Foreign private banks in Australia are slowly starting to hire again, a year after the global financial crisis put paid to their growth plans.
Earlier this week UBS announced that it wants to expand its 120-strong private banking team to 160 by 2014.
The time-scale means this hardly counts as a hiring boom, but it is significant that UBS – which was previously suffering staff departures – is now discussing expansion.
There are also sector-wide signs that global private banks are at last able to openly recruit in Australia, rather than just opportunistically take on bankers who approach them with bulging client books.
“Private banking has increased across the board. With the market picking up, it’s a good time to grow,” says Caan Krsztew-Ivanow, a search consultant at H Capital.
Firms are moving ahead with mandates that were previously on standby, according to Paula Horta, a consultant at the Brooklyn Group.
“A lot of their expansion was planned before the financial crisis but only now can they begin to hire again.
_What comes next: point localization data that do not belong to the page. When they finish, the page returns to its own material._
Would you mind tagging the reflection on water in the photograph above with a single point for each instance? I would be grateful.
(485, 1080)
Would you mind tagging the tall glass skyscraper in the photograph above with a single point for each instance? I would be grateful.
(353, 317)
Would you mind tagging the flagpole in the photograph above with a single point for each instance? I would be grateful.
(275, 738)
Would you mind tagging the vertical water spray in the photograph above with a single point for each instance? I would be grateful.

I have a candidate who had his first interview in March and finally the bank has said it wants to move forward quickly,” she adds.
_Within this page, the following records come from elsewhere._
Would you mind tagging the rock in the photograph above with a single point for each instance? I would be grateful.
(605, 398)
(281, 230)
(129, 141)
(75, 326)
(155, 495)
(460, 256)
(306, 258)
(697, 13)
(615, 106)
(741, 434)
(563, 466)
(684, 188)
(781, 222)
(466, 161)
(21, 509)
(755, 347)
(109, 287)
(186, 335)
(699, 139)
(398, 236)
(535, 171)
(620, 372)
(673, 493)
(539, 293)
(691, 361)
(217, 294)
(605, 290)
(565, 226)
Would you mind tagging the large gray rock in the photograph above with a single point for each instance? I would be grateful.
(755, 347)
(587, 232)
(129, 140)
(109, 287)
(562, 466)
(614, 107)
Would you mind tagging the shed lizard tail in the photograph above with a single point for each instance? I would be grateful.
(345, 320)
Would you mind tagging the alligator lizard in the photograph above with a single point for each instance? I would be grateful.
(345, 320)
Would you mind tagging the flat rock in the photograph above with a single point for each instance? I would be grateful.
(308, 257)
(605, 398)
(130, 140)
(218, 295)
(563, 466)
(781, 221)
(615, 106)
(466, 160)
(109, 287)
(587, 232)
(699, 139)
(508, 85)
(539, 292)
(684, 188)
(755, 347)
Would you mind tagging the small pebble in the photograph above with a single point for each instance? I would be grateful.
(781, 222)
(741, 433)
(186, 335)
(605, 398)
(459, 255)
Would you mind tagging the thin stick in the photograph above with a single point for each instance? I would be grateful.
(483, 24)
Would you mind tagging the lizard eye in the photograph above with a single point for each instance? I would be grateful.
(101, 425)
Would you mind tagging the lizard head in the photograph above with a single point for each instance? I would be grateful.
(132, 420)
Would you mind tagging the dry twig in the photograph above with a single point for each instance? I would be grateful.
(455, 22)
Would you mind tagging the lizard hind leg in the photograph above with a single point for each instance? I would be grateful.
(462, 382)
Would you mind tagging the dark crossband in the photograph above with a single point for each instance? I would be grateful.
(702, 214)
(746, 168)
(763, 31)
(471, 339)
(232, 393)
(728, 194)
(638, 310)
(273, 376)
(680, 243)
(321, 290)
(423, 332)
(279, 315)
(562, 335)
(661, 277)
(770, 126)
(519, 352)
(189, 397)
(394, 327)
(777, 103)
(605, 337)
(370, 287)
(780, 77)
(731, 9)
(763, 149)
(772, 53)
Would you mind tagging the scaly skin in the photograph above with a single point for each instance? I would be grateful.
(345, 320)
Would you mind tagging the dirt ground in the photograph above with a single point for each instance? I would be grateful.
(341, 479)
But before you start dreaming about joining an international private bank, bear in mind that the likes of UBS are mainly interested in hiring established relationship managers who can bring over a large chunk of their existing clients. “To be an advisor you must grow into the job, you can’t move into it from another function,” says Horta.
Hiring will be small scale for the foreseeable future, dominated by global firms poaching from each other and the occasional case of an RM leaving to join the Big Four as the domestic players try to muscle into the high-net-worth market.